I used to say I tipped the scales heavily as to how far I fell on the spectrum of extroversion. But I do things now that surprise me—
Go home and put on my super comfy pajamas on a Friday night, when it’s raining. Away from people.
Quite frankly—
I don’t like people as much as I used to.
People are the absolute best, but they’re also the absolute worst.
I also know that I’m healing because I used to use people and their support, communication and emotions to regulate mine and my feelings of self worth.
I spend a lot of time alone now.
That used to daunt me, scare me. And quite frankly, it kept me in conversation with friends and guys that I now realize I am not all that interested in talking to, people with whom I have little in common with.

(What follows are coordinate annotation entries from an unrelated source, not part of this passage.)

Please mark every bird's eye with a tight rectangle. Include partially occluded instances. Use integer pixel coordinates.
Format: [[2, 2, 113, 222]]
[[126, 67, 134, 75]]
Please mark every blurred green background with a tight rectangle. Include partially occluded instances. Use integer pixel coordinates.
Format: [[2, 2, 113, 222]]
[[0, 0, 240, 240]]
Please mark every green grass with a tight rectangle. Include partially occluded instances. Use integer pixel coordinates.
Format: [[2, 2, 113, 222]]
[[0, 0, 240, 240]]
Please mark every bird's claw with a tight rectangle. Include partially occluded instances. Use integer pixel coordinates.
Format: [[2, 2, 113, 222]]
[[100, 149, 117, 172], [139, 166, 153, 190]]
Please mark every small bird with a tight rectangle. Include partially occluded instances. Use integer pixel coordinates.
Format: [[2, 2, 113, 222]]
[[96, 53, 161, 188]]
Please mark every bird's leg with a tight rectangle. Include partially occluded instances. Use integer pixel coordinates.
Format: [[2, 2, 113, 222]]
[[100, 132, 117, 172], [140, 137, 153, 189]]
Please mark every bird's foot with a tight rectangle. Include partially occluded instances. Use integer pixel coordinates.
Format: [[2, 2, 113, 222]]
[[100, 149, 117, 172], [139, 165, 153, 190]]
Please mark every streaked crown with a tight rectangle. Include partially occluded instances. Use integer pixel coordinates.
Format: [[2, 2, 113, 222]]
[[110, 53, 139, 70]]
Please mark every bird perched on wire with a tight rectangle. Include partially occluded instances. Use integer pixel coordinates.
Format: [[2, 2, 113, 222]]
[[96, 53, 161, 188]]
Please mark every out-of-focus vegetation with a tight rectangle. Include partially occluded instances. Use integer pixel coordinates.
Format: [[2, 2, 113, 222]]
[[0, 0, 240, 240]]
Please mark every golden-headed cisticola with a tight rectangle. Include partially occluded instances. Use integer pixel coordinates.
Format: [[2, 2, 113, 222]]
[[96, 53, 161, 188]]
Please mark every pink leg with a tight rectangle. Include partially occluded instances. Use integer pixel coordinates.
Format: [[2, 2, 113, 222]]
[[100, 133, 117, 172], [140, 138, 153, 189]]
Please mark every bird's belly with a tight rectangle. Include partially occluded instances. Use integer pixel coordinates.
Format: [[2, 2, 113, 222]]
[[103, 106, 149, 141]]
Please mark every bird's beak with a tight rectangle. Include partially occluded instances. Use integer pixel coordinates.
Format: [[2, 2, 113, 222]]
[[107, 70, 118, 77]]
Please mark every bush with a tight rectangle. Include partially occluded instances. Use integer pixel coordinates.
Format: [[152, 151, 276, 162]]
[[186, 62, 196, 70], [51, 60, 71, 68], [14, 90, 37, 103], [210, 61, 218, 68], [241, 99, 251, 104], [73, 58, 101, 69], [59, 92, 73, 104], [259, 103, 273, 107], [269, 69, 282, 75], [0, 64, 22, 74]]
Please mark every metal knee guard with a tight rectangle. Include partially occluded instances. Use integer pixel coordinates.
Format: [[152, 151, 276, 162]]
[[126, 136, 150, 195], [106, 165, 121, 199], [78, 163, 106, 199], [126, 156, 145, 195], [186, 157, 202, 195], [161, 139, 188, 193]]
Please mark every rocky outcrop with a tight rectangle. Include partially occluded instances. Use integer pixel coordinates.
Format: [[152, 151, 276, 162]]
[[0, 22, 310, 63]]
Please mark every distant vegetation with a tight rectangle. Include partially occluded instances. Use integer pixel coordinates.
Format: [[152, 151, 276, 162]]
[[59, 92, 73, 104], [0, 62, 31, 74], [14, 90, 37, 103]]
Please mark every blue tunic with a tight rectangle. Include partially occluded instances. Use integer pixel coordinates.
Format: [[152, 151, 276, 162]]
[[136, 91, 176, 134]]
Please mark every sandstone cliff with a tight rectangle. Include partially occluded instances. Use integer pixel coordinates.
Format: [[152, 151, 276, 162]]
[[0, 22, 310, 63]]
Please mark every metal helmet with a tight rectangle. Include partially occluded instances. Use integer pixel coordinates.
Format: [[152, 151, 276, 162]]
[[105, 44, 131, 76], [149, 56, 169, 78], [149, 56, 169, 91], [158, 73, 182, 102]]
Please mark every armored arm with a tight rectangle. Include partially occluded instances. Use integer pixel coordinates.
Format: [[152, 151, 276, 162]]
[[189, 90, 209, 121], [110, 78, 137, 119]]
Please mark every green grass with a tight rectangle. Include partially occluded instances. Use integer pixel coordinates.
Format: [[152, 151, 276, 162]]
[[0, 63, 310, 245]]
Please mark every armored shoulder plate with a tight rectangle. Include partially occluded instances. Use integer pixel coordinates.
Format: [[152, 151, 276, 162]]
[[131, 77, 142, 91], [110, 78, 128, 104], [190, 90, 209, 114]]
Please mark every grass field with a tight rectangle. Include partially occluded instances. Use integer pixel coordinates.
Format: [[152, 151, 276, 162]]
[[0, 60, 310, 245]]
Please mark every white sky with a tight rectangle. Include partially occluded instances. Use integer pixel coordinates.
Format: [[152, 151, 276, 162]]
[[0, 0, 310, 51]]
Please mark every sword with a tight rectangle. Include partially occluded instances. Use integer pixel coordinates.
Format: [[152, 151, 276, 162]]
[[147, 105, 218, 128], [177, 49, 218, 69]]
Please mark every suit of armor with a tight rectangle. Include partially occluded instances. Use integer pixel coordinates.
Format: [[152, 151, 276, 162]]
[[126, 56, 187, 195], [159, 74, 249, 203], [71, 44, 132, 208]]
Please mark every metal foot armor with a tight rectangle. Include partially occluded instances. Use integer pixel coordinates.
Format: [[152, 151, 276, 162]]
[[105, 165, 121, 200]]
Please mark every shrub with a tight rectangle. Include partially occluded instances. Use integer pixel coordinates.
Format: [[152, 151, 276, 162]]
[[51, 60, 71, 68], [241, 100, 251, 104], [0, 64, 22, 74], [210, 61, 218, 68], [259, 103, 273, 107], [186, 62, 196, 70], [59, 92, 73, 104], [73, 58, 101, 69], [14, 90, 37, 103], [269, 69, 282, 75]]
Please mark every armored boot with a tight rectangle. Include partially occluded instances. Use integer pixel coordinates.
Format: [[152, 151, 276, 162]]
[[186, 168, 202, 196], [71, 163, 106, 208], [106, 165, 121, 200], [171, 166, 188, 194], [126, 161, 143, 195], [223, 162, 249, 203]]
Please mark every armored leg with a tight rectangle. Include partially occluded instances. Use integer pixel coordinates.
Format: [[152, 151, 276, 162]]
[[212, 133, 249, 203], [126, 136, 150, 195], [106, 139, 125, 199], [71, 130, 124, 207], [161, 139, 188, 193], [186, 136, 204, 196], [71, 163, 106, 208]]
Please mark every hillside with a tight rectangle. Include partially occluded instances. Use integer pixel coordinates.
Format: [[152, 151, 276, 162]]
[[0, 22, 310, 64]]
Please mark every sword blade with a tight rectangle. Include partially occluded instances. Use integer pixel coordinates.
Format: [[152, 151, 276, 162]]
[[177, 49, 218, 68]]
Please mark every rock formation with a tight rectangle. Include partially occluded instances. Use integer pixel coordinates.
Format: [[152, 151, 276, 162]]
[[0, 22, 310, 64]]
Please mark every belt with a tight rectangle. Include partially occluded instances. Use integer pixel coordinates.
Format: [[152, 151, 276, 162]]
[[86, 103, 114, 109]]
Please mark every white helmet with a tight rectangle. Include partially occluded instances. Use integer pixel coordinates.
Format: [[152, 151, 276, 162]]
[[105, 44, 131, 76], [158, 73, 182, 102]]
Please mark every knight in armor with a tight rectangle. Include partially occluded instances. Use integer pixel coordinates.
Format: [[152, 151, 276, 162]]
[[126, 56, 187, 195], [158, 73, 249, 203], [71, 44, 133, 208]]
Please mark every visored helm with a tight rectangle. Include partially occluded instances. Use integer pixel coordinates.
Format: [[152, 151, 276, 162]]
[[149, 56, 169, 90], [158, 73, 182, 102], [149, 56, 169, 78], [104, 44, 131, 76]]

I am pretty perceptive and intuitive and I see a lot of masking. A lot of performing in conversation. Projections, over-compensating for insecurities.
It’s exhausting. It’s sad.
It doesn’t fill up my cup the way that it used to.
I like books. I like the older generation. I like simple and less TikTok.
My students make me anxious and tense because—bless their hearts—they’re so dopamine dependent and neurochemically altered and addled, that most can’t get through a class without constantly flipping on their phones, or texting, or listening to music, or stymying with shaking their legs, etc.
I scan. I pay attention. I see a lot.
It’s exhausting.
Teaching has always been about performance. But now, I feel that I have to be extra enthusiastic, exuberant and monitoring, gauging, doing a fine dance to capture and retain their attention so that I grasp those precious few minutes that I have to get their attention, to keep it, to try to teach them something.
At the risk of sound like an old fuddy duddy, it’s exhausting. It’s not what it used to be. It’s less fun.
It wears down my social batteries in ways that it never used to—
I am less extroverted than I used to be, but it’s growth—
I fill up my own up now and with the right folx around me.